Reporting about the public sector has a very different tone. There are few success stories that capture one’s imagination. One exception is the success of Finnish education policy. But who is talking about it … errr … other than me? And on the single most important policy issue of the day, there is deep confusion about the negative effects of imposing austerity during the ongoing recession. The NYT says
Europe’s leaders braced their nations for a turbulent year, with their beleaguered economies facing a threat on two fronts: widening deficits that force more borrowing but increasing austerity measures that put growth further out of reach.
While this seems to be a recipe for disaster, I find no policy debate about whether imposing austerity is appropriate. Just political blah blah blah. Nor does the media find it odd that the political debate is not better informed by policy making expertise. Krugman writes today that those raging on about debt issues seem not even to understand the difference between public and private debt. Well, that is embarrassing. But we might pause to consider — isn’t this rather basic stuff? Meanwhile, the political mood grows more sour. Check out, for example, what is going on in Hungary. On a more general level, where are the stories that would speak to the imagination of a young person considering whether start a career in the public sector? Or do we still live within the Reagan world view that “government is the problem”?

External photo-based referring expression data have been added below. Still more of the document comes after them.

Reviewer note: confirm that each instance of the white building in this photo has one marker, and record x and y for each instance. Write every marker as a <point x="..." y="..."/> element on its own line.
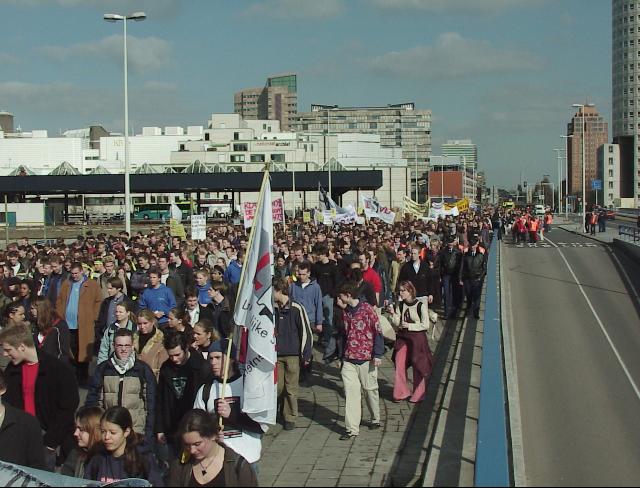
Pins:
<point x="609" y="173"/>
<point x="236" y="145"/>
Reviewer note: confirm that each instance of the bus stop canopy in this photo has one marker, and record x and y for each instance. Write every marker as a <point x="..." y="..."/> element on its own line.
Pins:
<point x="342" y="182"/>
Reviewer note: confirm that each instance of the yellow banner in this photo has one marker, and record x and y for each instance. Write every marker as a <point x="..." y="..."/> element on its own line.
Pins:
<point x="177" y="229"/>
<point x="413" y="208"/>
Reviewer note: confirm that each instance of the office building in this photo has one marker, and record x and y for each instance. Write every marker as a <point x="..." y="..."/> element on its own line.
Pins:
<point x="399" y="126"/>
<point x="609" y="174"/>
<point x="588" y="123"/>
<point x="465" y="149"/>
<point x="450" y="179"/>
<point x="277" y="100"/>
<point x="625" y="74"/>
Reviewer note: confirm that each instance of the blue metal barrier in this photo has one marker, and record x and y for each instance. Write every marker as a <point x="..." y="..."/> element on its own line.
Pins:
<point x="492" y="450"/>
<point x="629" y="233"/>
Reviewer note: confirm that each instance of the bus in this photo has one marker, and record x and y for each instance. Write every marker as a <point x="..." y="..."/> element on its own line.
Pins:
<point x="160" y="211"/>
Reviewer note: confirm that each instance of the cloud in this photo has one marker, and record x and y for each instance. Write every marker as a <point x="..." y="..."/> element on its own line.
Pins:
<point x="155" y="8"/>
<point x="469" y="7"/>
<point x="298" y="9"/>
<point x="61" y="106"/>
<point x="453" y="56"/>
<point x="144" y="54"/>
<point x="7" y="59"/>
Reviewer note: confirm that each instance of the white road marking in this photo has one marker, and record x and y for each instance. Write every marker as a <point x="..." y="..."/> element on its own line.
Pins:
<point x="626" y="276"/>
<point x="604" y="331"/>
<point x="511" y="373"/>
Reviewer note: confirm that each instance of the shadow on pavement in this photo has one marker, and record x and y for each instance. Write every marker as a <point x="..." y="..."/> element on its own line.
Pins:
<point x="407" y="462"/>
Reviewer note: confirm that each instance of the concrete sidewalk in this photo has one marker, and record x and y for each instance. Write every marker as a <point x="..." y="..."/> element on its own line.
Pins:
<point x="603" y="237"/>
<point x="394" y="455"/>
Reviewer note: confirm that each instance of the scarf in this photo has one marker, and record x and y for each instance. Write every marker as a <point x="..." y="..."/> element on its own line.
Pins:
<point x="122" y="366"/>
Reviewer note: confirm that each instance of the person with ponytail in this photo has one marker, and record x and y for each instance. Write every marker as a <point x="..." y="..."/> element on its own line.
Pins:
<point x="205" y="461"/>
<point x="120" y="454"/>
<point x="88" y="438"/>
<point x="51" y="333"/>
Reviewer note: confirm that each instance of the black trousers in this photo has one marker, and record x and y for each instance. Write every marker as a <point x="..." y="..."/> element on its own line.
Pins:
<point x="473" y="292"/>
<point x="82" y="369"/>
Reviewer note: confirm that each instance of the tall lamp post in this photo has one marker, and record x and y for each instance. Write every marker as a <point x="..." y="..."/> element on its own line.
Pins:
<point x="559" y="158"/>
<point x="584" y="135"/>
<point x="566" y="172"/>
<point x="138" y="17"/>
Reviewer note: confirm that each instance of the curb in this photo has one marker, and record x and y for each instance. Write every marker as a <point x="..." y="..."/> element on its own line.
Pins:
<point x="573" y="231"/>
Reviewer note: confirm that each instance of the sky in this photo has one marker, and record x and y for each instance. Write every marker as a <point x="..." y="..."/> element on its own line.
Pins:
<point x="503" y="73"/>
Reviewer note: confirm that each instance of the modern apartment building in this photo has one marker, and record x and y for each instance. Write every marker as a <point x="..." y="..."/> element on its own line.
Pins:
<point x="625" y="74"/>
<point x="609" y="173"/>
<point x="465" y="149"/>
<point x="277" y="100"/>
<point x="588" y="123"/>
<point x="399" y="126"/>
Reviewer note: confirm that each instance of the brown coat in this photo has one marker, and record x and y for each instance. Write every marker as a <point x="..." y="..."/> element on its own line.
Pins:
<point x="88" y="308"/>
<point x="154" y="353"/>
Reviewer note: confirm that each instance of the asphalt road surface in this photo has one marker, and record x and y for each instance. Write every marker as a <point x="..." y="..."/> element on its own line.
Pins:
<point x="577" y="362"/>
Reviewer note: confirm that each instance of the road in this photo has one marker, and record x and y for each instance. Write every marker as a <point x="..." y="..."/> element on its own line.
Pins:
<point x="577" y="367"/>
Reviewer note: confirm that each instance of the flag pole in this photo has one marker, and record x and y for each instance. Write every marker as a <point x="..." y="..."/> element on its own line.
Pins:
<point x="243" y="274"/>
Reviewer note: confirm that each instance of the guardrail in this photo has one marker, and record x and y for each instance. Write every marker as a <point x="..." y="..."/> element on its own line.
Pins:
<point x="492" y="449"/>
<point x="629" y="233"/>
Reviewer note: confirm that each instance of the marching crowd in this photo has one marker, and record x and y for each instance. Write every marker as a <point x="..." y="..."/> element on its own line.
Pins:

Should we worry? Sure - if we think there is a proper role for policy making the public sector.
FOLLOW - As a contrast, consider the interests of John Adams back in the 18th century who
(a)t one point … had a standing order with a bookseller to send him nearly anything new on law and government.
These days, there is much more scribbling going on, but one despairs whether there is anything new in law or government that would be worth reading.
2d FOLLOW - A brief clarification - the above is not so much a complaint about the work of those making public sector policy, as a note of concern about media indifference to their important work. We get loads of stories about private sector heroism, but where are the stories about public sector heroism? Are there none? I find that difficult to believe.
3rd FOLLOW - On austerity policy - one could understand that the policy debate in the US would be muted because Reaganonics so politicized budgetary issues. But why is it so muted in Europe? Indeed, while US economic policy debate is nothing to write home about (remember the farcical debate over raising the debt ceiling?), policy making itself has been more effective to date than its European counterpart. And not just from Obama. The first steps were taken by the Bush Administration. Hmmm … wasn’t the European policy making paradise to be achieved by minimizing, or at least managing the role of political debate?